# pulling engine



## 68gtohawk8369 (Oct 26, 2009)

what do most guys preffer pulling engine and trans out together or seperate ??? how about insatlling together or seperate im just about ready to pull it and need to know.


----------



## Eric Animal (Oct 28, 2007)

I used to pull my engine with a muncie 4 speed all as one unit in my 67...no A/C PS or PB....I don't know if you are automatic and have the room or a lift. More info please.........Nice looking GTO!


----------



## Rukee (Feb 8, 2007)

If you have a cheap cherry picker do only the engine. Had one flip around on me once, it's not a pretty site, for the motor, the car or for you! And I broke a finger too when it flipped around. Popsicle sticks and black tape FTW!


----------



## geeteeohguy (Feb 2, 2008)

I tend to pull the engine and trans separately. Mainly because the cars I've worked on were operable, driving cars with all the sheetmetal painted and attached. (except the hood!). Personally, I have more control over the hoist and hanging engine, and there is less chance for bad things to happen, which can happen VERY quickly. If it was a basket case, or the entire front clip was off, I might remove the two as a unit, though. The time saved is pretty minimal. Plus, I tend to leave the trans in place and supported if I'm just doing the engine.


----------



## jetstang (Nov 5, 2008)

OK, with a cheap engine hoist, how do you get far enough out to get to the tranny mount? When I pulled the motor on my 70, I just snatched it out, but I can't get it far enough back with the front clip on to reach the tranny.


----------



## Rukee (Feb 8, 2007)

Once the motor is out, you don't use the cherry picker for the tranny. Just muscle it out on your own.


----------



## Too Many Projects (Nov 15, 2008)

Get an engine balancer and it will make the job a breeze !!! With or without the trans, you have infinite control over the angle of the engine. I have a forklift, so I do all my r&r with them together and the balancer allows me to tilt it down to get under the trans tunnel and then start leveling it off as I drop it.
Here you can see it's sitting level WITH the TH400 attached.

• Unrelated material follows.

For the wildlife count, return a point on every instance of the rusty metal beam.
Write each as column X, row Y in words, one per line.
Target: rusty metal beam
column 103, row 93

Here, the balance point was changed to allow the trans to clear the tunnel. The pan is not sitting on the core support.


IF you decide to pull them together, I use a spare driveshaft yoke and after removing the driveshaft, install the yoke and secure it with zip ties so it doesn't pull out if it gets snagged on something, allowing all the fluid to run out. Experience is a he!! of a teacher....


----------